I'm trying to build a language model on the character level with NLTK's KneserNeyInterpolated function. What I have is a frequency list of words in a pandas dataframe, with the only column being it's frequency (the word itself is the index). I've determined, based on the average length of words, that a 9-gram model would be appropriate.
from nltk.lm.models import KneserNeyInterpolated
lm = KneserNeyInterpolated(9)
for i in range(df.shape[0]):
lm.fit([list(ngrams(df.index[i], n = 9))])
lm.generate(num_words = 9)
# ValueError: Can't choose from empty population
Attempt at debugging:
n = 9 # Order of ngram
train_data, padded_sents = padded_everygram_pipeline(4, 'whatisgoingonhere')

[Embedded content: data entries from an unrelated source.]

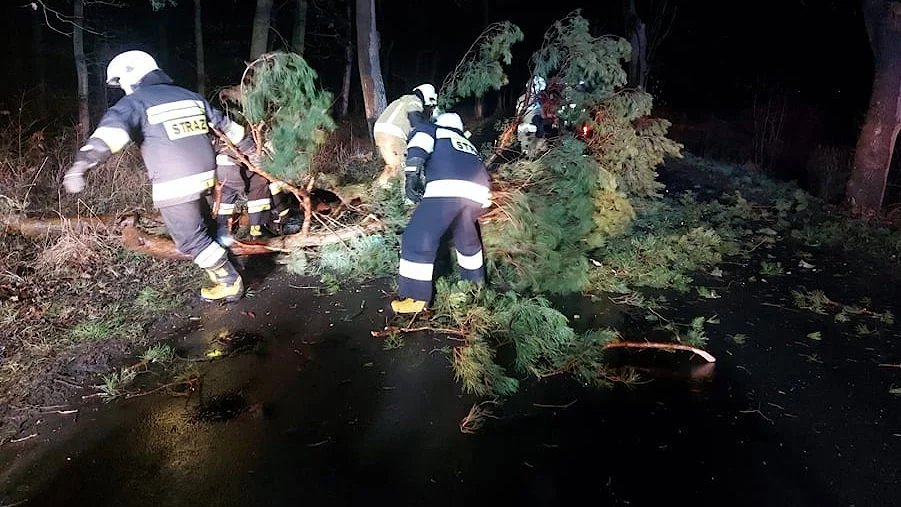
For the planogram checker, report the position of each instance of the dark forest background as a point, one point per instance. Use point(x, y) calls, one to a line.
point(774, 83)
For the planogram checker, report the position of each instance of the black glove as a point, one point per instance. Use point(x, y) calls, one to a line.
point(413, 186)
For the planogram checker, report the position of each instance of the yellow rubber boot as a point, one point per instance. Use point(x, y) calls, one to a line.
point(227, 284)
point(407, 306)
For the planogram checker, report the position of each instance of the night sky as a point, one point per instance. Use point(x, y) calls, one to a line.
point(718, 57)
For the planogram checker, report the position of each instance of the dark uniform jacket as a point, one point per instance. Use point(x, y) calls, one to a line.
point(171, 124)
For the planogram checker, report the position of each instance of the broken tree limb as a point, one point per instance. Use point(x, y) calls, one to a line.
point(302, 194)
point(36, 227)
point(163, 247)
point(663, 346)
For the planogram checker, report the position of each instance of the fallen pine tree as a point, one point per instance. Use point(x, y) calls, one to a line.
point(128, 230)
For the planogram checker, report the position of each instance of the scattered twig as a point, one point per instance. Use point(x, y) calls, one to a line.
point(66, 383)
point(476, 416)
point(665, 346)
point(389, 330)
point(542, 405)
point(17, 440)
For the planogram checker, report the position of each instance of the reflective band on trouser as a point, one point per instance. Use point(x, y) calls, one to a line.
point(415, 280)
point(222, 159)
point(470, 262)
point(226, 209)
point(459, 188)
point(234, 132)
point(258, 205)
point(183, 187)
point(422, 140)
point(390, 129)
point(416, 270)
point(211, 256)
point(115, 138)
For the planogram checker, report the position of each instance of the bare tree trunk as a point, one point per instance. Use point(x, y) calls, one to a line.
point(162, 37)
point(368, 62)
point(345, 85)
point(81, 70)
point(872, 159)
point(638, 39)
point(37, 38)
point(298, 35)
point(259, 39)
point(198, 47)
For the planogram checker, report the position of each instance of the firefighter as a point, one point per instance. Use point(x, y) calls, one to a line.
point(237, 180)
point(457, 189)
point(393, 127)
point(172, 126)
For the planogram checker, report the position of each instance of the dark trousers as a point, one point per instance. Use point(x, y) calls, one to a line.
point(422, 237)
point(188, 225)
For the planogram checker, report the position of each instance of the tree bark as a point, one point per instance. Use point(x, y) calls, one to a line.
point(873, 156)
point(163, 247)
point(37, 38)
point(298, 35)
point(162, 37)
point(638, 39)
point(259, 39)
point(198, 47)
point(345, 83)
point(368, 62)
point(81, 71)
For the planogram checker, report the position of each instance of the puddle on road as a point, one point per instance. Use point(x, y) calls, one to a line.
point(219, 407)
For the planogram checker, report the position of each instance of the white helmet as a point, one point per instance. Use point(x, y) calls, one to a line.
point(128, 68)
point(450, 120)
point(537, 85)
point(428, 93)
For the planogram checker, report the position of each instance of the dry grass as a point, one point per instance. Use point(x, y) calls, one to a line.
point(71, 304)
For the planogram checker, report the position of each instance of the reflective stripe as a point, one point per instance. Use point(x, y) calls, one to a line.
point(473, 261)
point(234, 132)
point(389, 129)
point(183, 187)
point(457, 141)
point(224, 160)
point(459, 188)
point(422, 140)
point(115, 138)
point(210, 257)
point(258, 205)
point(174, 111)
point(416, 270)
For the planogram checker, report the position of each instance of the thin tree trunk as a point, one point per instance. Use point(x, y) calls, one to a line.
point(81, 70)
point(345, 84)
point(298, 35)
point(259, 39)
point(638, 39)
point(162, 37)
point(198, 46)
point(37, 37)
point(368, 62)
point(872, 159)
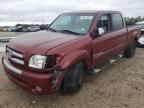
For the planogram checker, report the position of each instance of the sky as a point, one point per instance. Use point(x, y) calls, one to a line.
point(45, 11)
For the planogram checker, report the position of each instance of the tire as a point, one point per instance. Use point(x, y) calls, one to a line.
point(129, 52)
point(73, 79)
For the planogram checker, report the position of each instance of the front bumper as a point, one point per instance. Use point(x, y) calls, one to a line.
point(36, 83)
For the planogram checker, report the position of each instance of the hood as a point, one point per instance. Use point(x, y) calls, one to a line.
point(40, 42)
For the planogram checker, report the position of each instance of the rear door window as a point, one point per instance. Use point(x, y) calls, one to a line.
point(104, 22)
point(116, 22)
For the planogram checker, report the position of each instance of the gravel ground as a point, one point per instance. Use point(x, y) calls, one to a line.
point(119, 86)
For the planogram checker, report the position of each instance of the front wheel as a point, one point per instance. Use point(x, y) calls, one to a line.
point(73, 79)
point(129, 52)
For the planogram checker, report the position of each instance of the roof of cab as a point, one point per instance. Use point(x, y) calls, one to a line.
point(94, 11)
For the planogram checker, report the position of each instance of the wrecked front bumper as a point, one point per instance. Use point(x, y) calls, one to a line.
point(34, 82)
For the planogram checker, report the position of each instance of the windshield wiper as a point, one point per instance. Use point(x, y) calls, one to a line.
point(51, 29)
point(69, 31)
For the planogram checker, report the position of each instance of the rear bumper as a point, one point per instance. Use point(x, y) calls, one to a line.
point(33, 82)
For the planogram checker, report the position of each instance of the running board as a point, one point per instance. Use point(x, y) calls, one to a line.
point(103, 66)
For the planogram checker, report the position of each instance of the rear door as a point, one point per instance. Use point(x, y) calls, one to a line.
point(119, 32)
point(103, 46)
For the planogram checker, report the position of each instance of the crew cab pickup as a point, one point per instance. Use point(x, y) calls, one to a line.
point(75, 43)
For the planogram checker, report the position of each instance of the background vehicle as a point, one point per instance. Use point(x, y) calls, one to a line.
point(33, 29)
point(76, 43)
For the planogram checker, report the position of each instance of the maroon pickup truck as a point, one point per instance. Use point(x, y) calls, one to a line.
point(75, 43)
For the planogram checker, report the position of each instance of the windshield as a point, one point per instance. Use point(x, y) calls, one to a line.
point(73, 23)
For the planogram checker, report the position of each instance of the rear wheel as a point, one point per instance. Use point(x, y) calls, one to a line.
point(129, 52)
point(73, 79)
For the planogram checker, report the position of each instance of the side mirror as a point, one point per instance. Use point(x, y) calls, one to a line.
point(101, 31)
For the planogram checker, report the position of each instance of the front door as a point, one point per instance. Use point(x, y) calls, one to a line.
point(103, 45)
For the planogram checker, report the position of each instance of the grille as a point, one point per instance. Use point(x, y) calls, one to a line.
point(15, 56)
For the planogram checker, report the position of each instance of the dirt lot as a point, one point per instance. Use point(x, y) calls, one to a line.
point(119, 86)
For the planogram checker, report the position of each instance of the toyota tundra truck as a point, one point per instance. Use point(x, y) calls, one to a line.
point(75, 43)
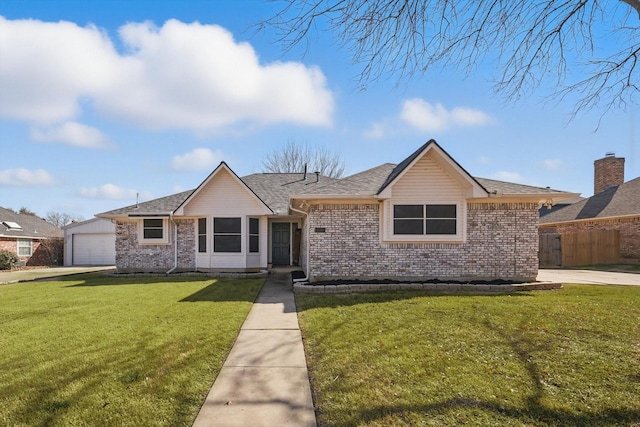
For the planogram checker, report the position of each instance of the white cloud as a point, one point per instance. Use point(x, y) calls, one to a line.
point(425, 116)
point(108, 191)
point(196, 160)
point(71, 133)
point(552, 164)
point(376, 131)
point(178, 76)
point(26, 178)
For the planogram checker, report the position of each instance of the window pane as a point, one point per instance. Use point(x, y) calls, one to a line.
point(153, 233)
point(441, 226)
point(202, 235)
point(153, 223)
point(24, 247)
point(408, 211)
point(254, 226)
point(222, 243)
point(226, 225)
point(254, 243)
point(408, 226)
point(441, 211)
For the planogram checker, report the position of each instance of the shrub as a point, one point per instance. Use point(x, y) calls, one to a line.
point(8, 259)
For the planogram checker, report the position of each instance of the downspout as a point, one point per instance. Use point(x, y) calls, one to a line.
point(306, 278)
point(175, 245)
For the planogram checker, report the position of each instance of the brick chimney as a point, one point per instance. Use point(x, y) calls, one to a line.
point(608, 171)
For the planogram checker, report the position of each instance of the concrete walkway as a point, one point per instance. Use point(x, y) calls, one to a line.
point(264, 381)
point(45, 273)
point(590, 277)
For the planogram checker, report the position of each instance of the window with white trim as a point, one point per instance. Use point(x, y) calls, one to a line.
point(254, 235)
point(429, 219)
point(25, 247)
point(202, 235)
point(227, 234)
point(154, 231)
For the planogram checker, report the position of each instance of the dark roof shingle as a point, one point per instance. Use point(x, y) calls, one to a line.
point(32, 227)
point(616, 201)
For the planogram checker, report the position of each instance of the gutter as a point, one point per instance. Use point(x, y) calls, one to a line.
point(175, 245)
point(306, 278)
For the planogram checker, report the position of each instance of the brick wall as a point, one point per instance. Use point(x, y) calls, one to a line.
point(607, 171)
point(629, 232)
point(131, 256)
point(502, 243)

model = KneserNeyInterpolated(n)
model.fit(train_data, padded_sents)
model.generate(num_words = 10)
# ['r', '</s>', '</s>', '</s>', '</s>', '</s>', '</s>', '</s>', '</s>', '</s>']
This works (I guess?), but I can't seem to extend the functionality to successively training new words to the language model, and I still can't generate realistic words. I feel like I'm missing something basic here on how this module is supposed to work. What has made this a bit difficult is that all tutorials seem to be based on word-level ngrams.